At the 43rd annual meeting of the European Association for the Study of the Liver (EASL) this week in Milan, researchers presented the latest results from the COPILOT trial comparing therapies intended to alleviate liver-related complications in patients with advanced liver disease.

In this study, 555 patients who did not respond to interferon-based therapy were randomly assigned (1:1) to receive low-dose (0.5 mcg/kg/week) pegylated interferon alfa-2b (PegIntron) or 0.6 mg twice-daily colchicine for 4 years. Colchicine is an anti-inflammatory agent that has been shown to inhibit mitosis (cell division) and fibrogenesis (production of fibrous tissue).

Participants in both study arms had similar demographic characteristics; 70% were men, 87% were Caucasian, and the mean age was 51 years. At baseline, they had Ishak stage F3-F6 fibrosis; 78% had cirrhosis and 45% had portal hypertension.

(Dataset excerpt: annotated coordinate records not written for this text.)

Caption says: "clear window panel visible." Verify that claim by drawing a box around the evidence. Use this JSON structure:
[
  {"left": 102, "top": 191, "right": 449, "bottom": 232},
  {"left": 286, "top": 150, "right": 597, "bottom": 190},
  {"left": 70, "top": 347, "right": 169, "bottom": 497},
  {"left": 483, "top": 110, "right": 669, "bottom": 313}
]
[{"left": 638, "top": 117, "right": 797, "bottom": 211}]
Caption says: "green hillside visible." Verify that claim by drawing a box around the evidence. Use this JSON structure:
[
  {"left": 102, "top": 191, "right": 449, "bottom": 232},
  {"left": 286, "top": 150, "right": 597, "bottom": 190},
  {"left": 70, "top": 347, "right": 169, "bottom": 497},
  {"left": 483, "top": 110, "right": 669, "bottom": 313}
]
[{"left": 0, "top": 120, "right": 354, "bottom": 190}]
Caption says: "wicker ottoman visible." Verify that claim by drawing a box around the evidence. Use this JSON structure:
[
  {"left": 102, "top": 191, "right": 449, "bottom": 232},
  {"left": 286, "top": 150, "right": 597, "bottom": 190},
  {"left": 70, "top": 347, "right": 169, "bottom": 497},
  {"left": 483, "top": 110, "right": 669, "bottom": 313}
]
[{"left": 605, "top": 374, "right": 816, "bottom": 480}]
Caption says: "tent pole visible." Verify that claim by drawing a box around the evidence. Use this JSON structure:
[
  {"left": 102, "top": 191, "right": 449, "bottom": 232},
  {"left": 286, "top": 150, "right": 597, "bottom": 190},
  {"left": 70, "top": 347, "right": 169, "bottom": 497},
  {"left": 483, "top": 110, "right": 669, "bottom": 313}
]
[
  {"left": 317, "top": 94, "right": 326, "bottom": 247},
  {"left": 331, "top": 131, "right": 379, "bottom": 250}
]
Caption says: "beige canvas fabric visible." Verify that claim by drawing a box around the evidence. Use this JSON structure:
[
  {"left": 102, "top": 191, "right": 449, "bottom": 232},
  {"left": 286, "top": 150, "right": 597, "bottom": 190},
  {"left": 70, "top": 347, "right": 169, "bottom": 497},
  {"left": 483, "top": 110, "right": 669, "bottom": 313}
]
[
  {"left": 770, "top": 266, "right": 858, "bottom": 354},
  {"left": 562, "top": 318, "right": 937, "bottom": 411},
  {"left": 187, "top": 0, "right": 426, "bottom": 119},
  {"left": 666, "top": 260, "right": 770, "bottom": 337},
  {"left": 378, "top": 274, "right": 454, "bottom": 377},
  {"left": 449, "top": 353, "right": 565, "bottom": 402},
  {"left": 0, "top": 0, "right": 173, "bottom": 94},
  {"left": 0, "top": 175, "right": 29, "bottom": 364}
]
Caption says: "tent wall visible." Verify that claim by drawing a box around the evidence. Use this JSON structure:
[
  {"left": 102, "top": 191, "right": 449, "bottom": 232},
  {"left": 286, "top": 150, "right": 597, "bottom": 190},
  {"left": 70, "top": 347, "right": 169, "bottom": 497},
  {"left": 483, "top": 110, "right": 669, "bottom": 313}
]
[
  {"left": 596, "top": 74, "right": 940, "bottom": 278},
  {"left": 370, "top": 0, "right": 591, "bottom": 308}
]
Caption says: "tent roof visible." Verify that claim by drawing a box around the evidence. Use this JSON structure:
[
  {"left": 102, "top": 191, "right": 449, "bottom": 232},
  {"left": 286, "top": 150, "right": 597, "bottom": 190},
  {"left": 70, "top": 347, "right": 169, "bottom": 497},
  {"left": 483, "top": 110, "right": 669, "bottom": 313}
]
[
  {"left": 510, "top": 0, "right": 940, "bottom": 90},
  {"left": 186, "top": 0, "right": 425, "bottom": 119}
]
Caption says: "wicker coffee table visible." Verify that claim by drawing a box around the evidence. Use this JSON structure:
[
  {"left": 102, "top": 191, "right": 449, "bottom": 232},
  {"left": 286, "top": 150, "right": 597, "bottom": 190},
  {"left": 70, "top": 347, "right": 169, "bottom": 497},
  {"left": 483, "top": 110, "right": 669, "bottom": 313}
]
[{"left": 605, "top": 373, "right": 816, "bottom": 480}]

Follow-up continued for 4 years; participants were assessed every 3 months and screened for HCC every 6 months. Primary study endpoints were end-stage liver failure, death, liver transplantation, variceal bleeding, and development of hepatocellular carcinoma (HCC). Both intent-to-treat (ITT) analysis and per protocol (PP) analysis with patients censored at time of dropout were performed.

Results

110 patients (20%) overall reached one of the clinical endpoints:

By ITT analysis: 53 in the pegylated interferon arm and 57 in the colchicine arm;

By PP analysis: 36 in the pegylated interferon arm and 45 in the colchicine arm.

HCC was more common in the pegylated interferon arm compared with the colchicine arm (26 vs 12 cases).

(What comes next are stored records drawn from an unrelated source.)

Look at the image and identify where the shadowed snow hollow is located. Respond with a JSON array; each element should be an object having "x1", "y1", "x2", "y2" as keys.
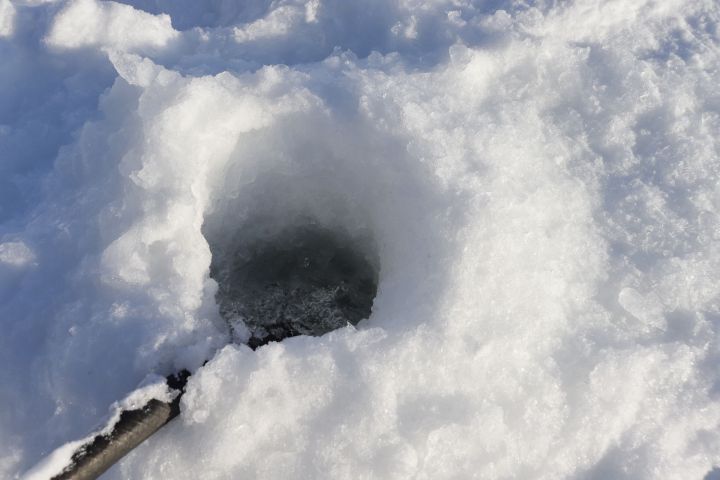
[{"x1": 0, "y1": 0, "x2": 720, "y2": 479}]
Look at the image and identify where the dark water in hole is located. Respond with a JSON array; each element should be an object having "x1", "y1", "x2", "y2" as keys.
[{"x1": 211, "y1": 229, "x2": 377, "y2": 346}]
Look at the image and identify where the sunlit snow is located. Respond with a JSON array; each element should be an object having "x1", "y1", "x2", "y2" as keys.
[{"x1": 0, "y1": 0, "x2": 720, "y2": 480}]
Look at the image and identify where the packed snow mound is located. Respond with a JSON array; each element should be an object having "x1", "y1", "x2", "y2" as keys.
[{"x1": 0, "y1": 0, "x2": 720, "y2": 479}]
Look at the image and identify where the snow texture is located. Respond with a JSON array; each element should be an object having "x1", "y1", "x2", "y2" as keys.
[{"x1": 0, "y1": 0, "x2": 720, "y2": 480}]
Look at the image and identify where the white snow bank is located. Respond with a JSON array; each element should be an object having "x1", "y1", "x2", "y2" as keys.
[
  {"x1": 0, "y1": 0, "x2": 720, "y2": 479},
  {"x1": 47, "y1": 0, "x2": 178, "y2": 51}
]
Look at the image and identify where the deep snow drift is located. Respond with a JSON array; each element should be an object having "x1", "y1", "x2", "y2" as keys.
[{"x1": 0, "y1": 0, "x2": 720, "y2": 479}]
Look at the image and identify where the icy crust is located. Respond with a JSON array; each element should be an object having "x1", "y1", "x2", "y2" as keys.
[{"x1": 0, "y1": 0, "x2": 720, "y2": 479}]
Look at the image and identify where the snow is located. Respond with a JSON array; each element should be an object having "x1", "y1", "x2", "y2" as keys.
[{"x1": 0, "y1": 0, "x2": 720, "y2": 479}]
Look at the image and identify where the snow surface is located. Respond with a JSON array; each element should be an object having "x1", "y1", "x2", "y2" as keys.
[{"x1": 0, "y1": 0, "x2": 720, "y2": 479}]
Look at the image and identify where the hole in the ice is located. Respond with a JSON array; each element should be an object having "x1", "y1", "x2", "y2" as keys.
[{"x1": 210, "y1": 226, "x2": 378, "y2": 348}]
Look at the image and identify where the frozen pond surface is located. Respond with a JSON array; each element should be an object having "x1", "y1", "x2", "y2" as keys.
[{"x1": 0, "y1": 0, "x2": 720, "y2": 480}]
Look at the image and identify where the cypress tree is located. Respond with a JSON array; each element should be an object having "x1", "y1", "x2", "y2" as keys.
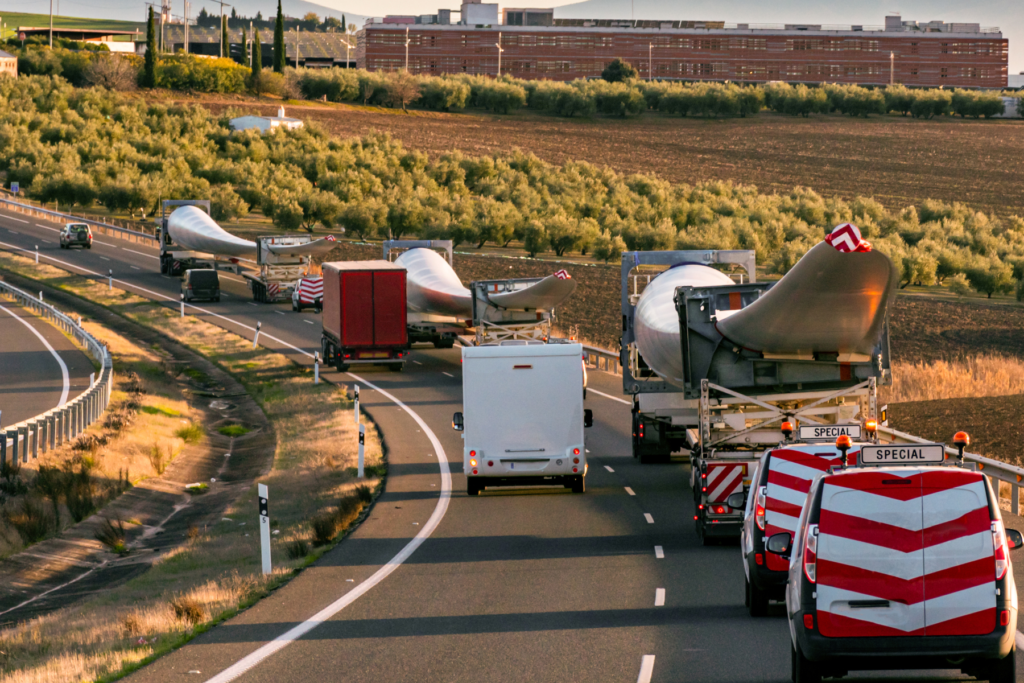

Conversely, complications of portal hypertension were more common in the colchicine compared with the pegylated interferon arm (39 vs 26 cases), with the major difference being variceal bleeding.

Pegylated interferon demonstrated a benefit with regard to event-free survival only in patients with portal hypertension at 2 and 4 years in both ITT and PP analyses.

Overall, half the participants discontinued therapy during the 4 years of follow-up due to lack of adherence (36%) or side effects (13%).

Conclusion

Based on these findings, the investigators concluded, "Maintenance therapy with [pegylated interferon] was associated with improved disease-free survival almost exclusively in patients with portal hypertension and should be considered in those patients."

Beth Israel Deaconess Medical Center, Boston, MA; Syracuse University, Syracuse, NY; Columbia College of Physicians and surgeons, New York, NY; Liver-Pancreas Institute, Kansas City, MO; Boston University, Boston, MA; Schering Plough, Kennilworth, NJ.

4/25/08

Reference
NH Afdhal, R Levine, R Brown, and others. Colchicine versus Peg-Interferon Alfa 2b Long Term Therapy: Results of the 4 Year COPILOT Trial. 43rd annual meeting of the European Association for the Study of the Liver (EASL 2008). Milan, Italy. April 23-27, 2008.